Kan een schatting worden gegeven van hoeveel extra fte nodig zijn voor het versterken van de uitvoeringsorganisaties?

Antwoord 28

In het coalitieakkoord is aangegeven dat we werken aan een overheid die betrouwbaar, dienstbaar, dichtbij en rechtvaardig is.
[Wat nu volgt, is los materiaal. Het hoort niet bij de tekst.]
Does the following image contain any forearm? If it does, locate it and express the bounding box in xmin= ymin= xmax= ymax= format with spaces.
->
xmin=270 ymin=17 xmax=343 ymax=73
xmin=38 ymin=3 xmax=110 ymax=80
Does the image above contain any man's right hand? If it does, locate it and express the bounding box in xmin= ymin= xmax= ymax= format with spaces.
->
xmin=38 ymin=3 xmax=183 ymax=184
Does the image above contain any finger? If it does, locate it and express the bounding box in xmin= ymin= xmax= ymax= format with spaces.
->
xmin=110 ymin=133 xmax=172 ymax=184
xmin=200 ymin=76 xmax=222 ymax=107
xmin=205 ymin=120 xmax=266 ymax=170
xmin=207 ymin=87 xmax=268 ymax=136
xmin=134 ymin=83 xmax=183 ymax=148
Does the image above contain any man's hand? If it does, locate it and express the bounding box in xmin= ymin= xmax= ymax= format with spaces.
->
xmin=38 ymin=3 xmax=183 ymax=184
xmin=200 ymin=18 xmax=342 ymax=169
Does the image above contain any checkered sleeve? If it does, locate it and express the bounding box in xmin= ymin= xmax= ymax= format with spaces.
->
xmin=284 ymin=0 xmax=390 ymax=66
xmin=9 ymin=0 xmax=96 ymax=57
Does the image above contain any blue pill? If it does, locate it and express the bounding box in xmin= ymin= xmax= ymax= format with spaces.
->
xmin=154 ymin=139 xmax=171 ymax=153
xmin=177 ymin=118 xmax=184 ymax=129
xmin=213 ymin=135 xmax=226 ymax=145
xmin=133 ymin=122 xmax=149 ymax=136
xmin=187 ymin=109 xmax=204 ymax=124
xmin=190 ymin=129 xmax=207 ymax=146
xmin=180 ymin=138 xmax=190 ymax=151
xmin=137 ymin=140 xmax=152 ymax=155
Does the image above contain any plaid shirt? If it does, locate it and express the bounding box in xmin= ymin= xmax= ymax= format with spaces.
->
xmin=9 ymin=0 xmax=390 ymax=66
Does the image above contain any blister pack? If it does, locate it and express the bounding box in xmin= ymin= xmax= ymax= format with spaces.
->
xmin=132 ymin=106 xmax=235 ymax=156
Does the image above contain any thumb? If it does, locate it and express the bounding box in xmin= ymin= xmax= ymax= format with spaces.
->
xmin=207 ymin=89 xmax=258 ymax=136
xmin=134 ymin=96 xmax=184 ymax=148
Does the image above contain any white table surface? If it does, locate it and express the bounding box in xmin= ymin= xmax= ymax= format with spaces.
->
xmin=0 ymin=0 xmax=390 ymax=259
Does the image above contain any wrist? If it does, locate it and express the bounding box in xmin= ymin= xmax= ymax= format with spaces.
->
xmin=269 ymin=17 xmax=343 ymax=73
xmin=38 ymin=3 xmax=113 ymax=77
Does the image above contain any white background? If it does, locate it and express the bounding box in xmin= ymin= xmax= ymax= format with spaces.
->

Daartoe heeft het kabinet onder meer besloten om het programma Werk aan Uitvoering voort te zetten. De kabinetsreactie Werk aan Uitvoering (WaU) beschrijft op hoofdlijnen de benodigde beweging om de dienstverlening van de overheid te verbeteren [Kamerstuk 29 362 i, nr. 290 i]. De overheidsbrede Werkagenda voor de publieke dienstverlening (verder: Werkagenda) is uitgewerkt in concrete acties en ook gestuurd aan uw Kamer [Kamerstuk 29 362 i, nr. 295 i]. Het verbeteren van de overheidsdienstverlening vergt dat overheidsorganisaties worden toegerust om hun taken volgens de publieke waarden in de praktijk te brengen. Bij die toerusting hoort ook ruimte voor investeringen om de randvoorwaarden voor een betere dienstverlening voor burgers en ondernemers te vervullen. Dat is voor een groot deel mensenwerk; vakmanschap en ruimte bij professionals in de uitvoering om burgers laagdrempelig te helpen en het kunnen bieden van maatwerk. Maar het is ook breder dan (enkel) investeringen in FTE, zoals inzet op verbeteringen op de digitale kant.

Een en ander vergt nadere uitwerking en besluitvorming van het kabinet. U wordt hierover geïnformeerd nadat besluitvorming binnen het kabinet heeft plaatsgevonden.

Vraag 29

Zijn de afspraken in het coalitieakkoord de enige afspraken die er zijn gemaakt tussen de coalitiepartijen? Betekent dit dat alle kwesties die niet in het coalitieakkoord staan een vrije kwestie zijn voor de Kamer?

Antwoord 29

Kamerleden en -fracties zijn zelf verantwoordelijk voor hun eigen afspraken en stemgedrag.

Tweede Kamer, vergaderjaar 2021-2022, Aanhangsel 8

1

Coalitieakkoord p. 14 en budgettaire bijlage coalitieakkoord p. 20 en 21.